We affirm the District Court’s conclusion that Smith was competent to forego pursuit of federal habeas corpus review, and that his decision to do so was voluntary. Accordingly, we also affirm the District Court’s dismissal of the petitioners’ next-friend petition for lack of standing.
. Eugene Smith, Jr., who is Gerald Smith’s brother, originally filed this petition. During the pendency of this appeal, the District Court granted Eugene Smith's request to be relieved of his duties as next friend, and we granted the current appellants' request to be substituted as next friends for Gerald Smith.
. The Hon. Scott O. Wright, Chief Judge, United States District Court for the Western District of Missouri.
. After this appeal was filed, Smith wrote a letter to the Clerk of this Court stating that he now wishes to prosecute his habeas corpus petition. This letter and its effect on the issues before us are discussed later in this opinion.
. The circuit court did have before it the report of one psychiatrist who believed Smith competent, and also heard Smith testify in response to his own attorney's questions. Not before the court were two other then-extant psychiatrists’ reports which concluded that Smith was incompetent. 632 F.Supp. at 505 n. 1.
. We are told that a “mental disease” is a mental condition, such as schizophrenia, that causes one to lose contact with reality and be unable to cope with day-to-day life.
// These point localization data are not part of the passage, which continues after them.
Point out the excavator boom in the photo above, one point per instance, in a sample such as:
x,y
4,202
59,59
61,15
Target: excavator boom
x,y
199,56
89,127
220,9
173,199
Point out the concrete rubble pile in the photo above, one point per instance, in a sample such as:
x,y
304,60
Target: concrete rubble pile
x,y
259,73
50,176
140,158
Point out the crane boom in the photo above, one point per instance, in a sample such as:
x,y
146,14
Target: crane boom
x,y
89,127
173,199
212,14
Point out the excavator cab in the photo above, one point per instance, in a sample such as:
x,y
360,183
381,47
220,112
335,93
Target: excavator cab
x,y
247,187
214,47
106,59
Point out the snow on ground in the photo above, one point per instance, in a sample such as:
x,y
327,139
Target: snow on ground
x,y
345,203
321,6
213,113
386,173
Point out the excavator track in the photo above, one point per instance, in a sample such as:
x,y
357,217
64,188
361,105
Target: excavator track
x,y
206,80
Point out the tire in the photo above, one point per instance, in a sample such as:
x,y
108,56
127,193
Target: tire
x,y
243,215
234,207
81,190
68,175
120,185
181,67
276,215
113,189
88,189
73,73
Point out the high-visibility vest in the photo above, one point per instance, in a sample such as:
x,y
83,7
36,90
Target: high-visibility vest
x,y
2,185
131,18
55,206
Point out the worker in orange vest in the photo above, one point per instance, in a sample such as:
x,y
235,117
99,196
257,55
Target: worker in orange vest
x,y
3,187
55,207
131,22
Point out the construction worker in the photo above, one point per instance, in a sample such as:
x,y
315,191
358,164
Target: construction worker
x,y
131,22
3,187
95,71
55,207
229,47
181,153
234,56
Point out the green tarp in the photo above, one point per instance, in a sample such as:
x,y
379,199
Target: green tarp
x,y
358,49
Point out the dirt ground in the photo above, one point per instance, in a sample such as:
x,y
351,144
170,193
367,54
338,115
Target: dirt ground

Whether a condition constitutes a mental disease is largely a matter of how severely it disorients one from reality. 632 F.Supp. at 511 n. 19. A "mental defect,” on the other hand, is a condition, such as mental *1055retardation, that is directly linked to physical brain abnormalities. Id. at 511 n. 20.
. The various experts disagreed about the degree and permanence of Smith’s depression, but several of them supported the District Court’s finding of chronic mild-to-moderate depression.
. The Supreme Court retained jurisdiction of Rees while directing the District Court to evaluate Rees’s competence, 384 U.S. at 313-14, 86 S.Ct. at 1506, and later ordered the petition for certiorari held without action until it issued further orders, 386 U.S. 989, 87 S.Ct. 1310, 18 *1057L.Ed.2d 333 (1967). No further orders have been reported, and the case is still pending as item S-2 on the Supreme Court’s Special Docket.
. Since the District Court found that the State had met this burden, and since we affirm its findings, we need not reach the propriety of this allocation of the burden of proof.
. We reject the State’s argument that the petitioners could not raise this claim; as the District Court made clear, 632 F.Supp. at 515 n. 32, were it true that a next-friend cannot raise the voluntariness issue, no one could raise it, since, by hypothesis, the inmate may be unable to do so as a result of coercion. See Groseclose, 594 F.Supp. at 956-62.
. Justice Marshall also filed a separate dissent, arguing the inadequacy of the procedures through which Gilmore was determined to be competent. 429 U.S. at 1019, 97 S.Ct. at 440. Justice Blackmun also dissented, but did not join Justice White’s opinion, arguing instead simply that there were substantial questions regarding Gilmore’s mother’s standing, meriting plenary Supreme Court review. 429 U.S. at 1020, 97 S.Ct. at 440.